Using the **best model’s** coefficients interpret each coefficient using markdown

Intercept:
The intercept represents the estimated base passenger fare when trip miles, trip time, and the request flags are all zero. This isn’t a realistic trip, but it reflects the base charges or minimum fare built into HVFHV pricing.

Trip Miles:
Holding time and the request flags constant, each additional 1 mile of distance is associated with an increase of about $X in the base passenger fare. This confirms that distance is one of the strongest drivers of trip cost.

Trip Time (minutes):
For every additional 1 minute of trip duration, the model predicts the fare will increase by roughly $Y, holding distance constant. This makes sense because the HVFHV pricing structure includes a per-minute component, especially in traffic.

Shared Request Flag (0/1):
If the shared request flag equals 1 (meaning the passenger requested a shared ride), the model predicts the fare changes by $Z compared to a non-shared request, holding all else constant.
If the coefficient is negative, it means shared rides generally cost less.

WAV Request Flag (0/1):
When a wheelchair-accessible vehicle (WAV) is requested, the fare changes by $W compared to non-WAV requests, holding everything else constant. This captures any policy-based pricing differences for accessibility requests.

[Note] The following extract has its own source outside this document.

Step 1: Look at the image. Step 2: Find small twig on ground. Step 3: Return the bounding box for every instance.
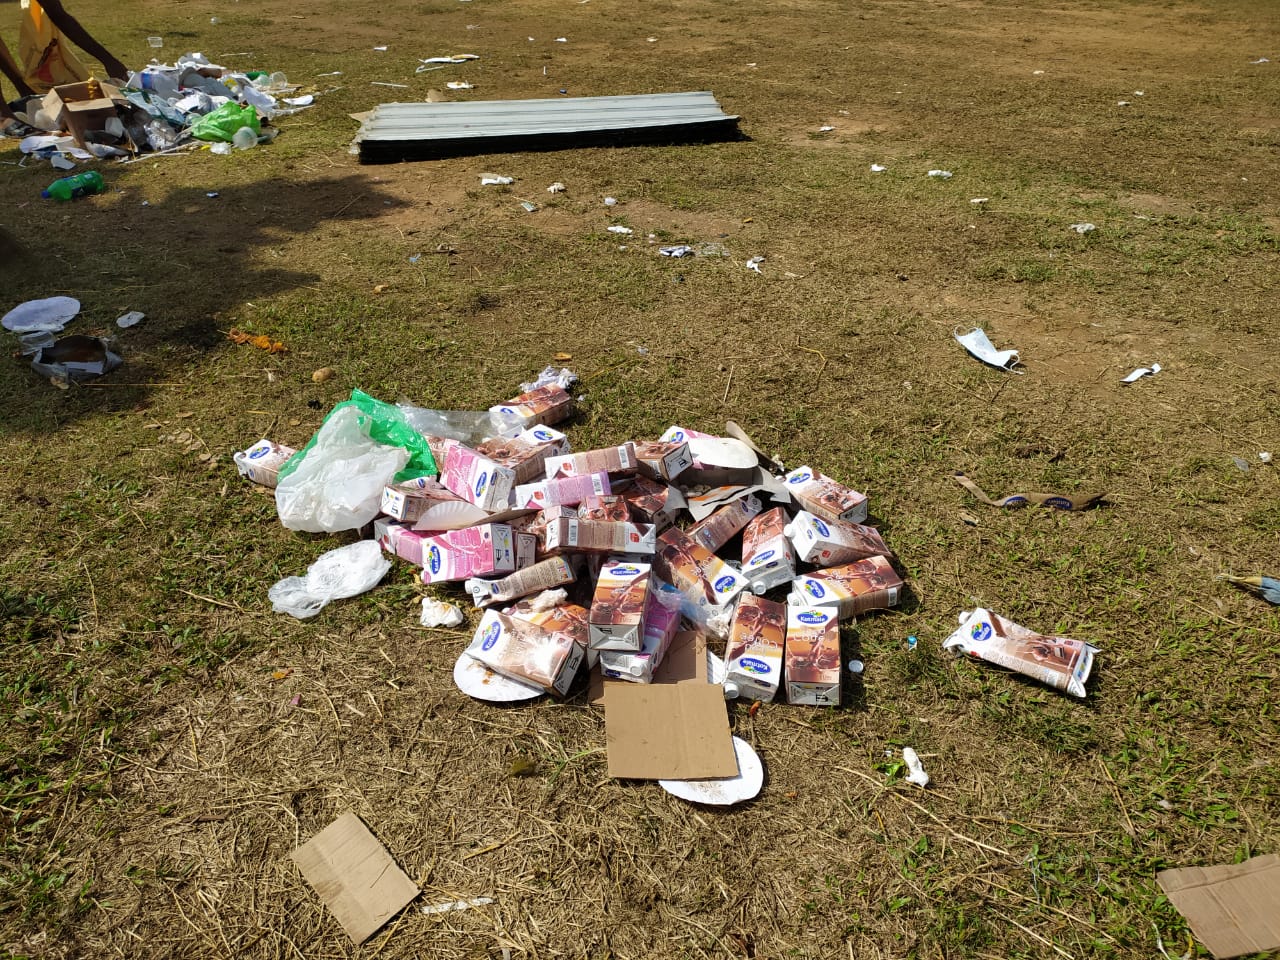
[1096,757,1137,837]
[993,910,1074,959]
[179,589,245,613]
[722,366,734,403]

## We Share — Reflection & Wrap‑Up

Write **2 short paragraphs** and be specific:

1) **Which model (A/B/C) do you pick and why?**  
Reference **Adjusted R²** (higher is better when comparing models with different numbers of predictors) and the **p-values**/signs of key coefficients.

2) **Business explanation:**  
Give a stakeholder-friendly summary in **units** (e.g., “+1 mile ≈ +$X in base fare, holding time constant”). If you added flags, explain their effect plainly. Mention any limitations (e.g., time vs distance confounding, missing columns).

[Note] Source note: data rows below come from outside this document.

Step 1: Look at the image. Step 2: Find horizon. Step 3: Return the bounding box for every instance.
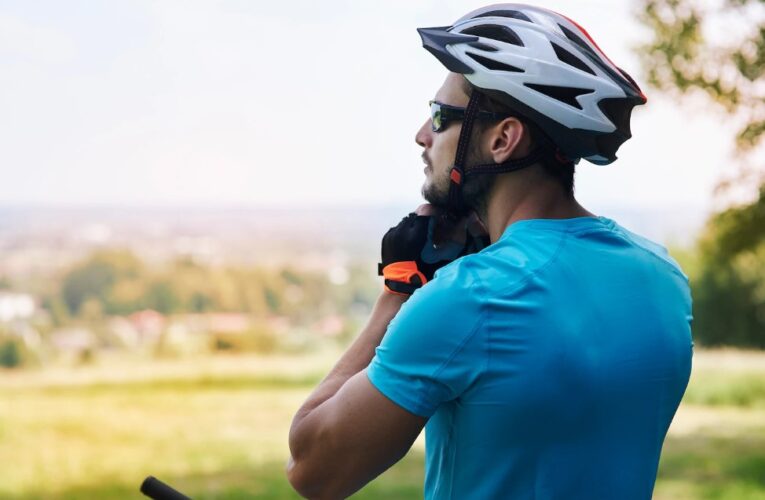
[0,201,709,248]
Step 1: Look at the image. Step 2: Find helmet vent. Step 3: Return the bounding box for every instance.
[466,52,524,73]
[551,43,595,75]
[558,24,598,59]
[461,25,524,47]
[523,83,594,110]
[468,42,498,52]
[472,10,532,23]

I chose Model C as the best model because it had the highest Adjusted R², meaning it explained the most variation in base passenger fare while still being penalized for extra predictors. Model A was too simple, just using trip miles clearly missed important information. Model B improved a lot once trip time was added, showing that both distance and duration matter. Model C performed the best overall, and the main predictors (distance and time) had strong statistical significance with the right signs. Even though the request flags weren’t as strong, they didn’t hurt the model, and including them gave a slightly more complete picture of passenger behavior.


From a business perspective, the model’s message is straightforward: the base passenger fare increases mainly because of how far and how long the trip is. Each extra mile adds roughly $X, and each extra minute adds around $Y, which lines up with how the HVFHV pricing system actually works. Shared ride requests and WAV requests can shift the fare slightly depending on the coefficients, which reflects TLC policies around shared savings or accessibility adjustments. One limitation to keep in mind is that trip time and trip distance are often correlated—longer trips usually take longer—so the model can’t perfectly separate the two effects. Still, Model C provides the clearest and most accurate view of what drives HVFHV base fares.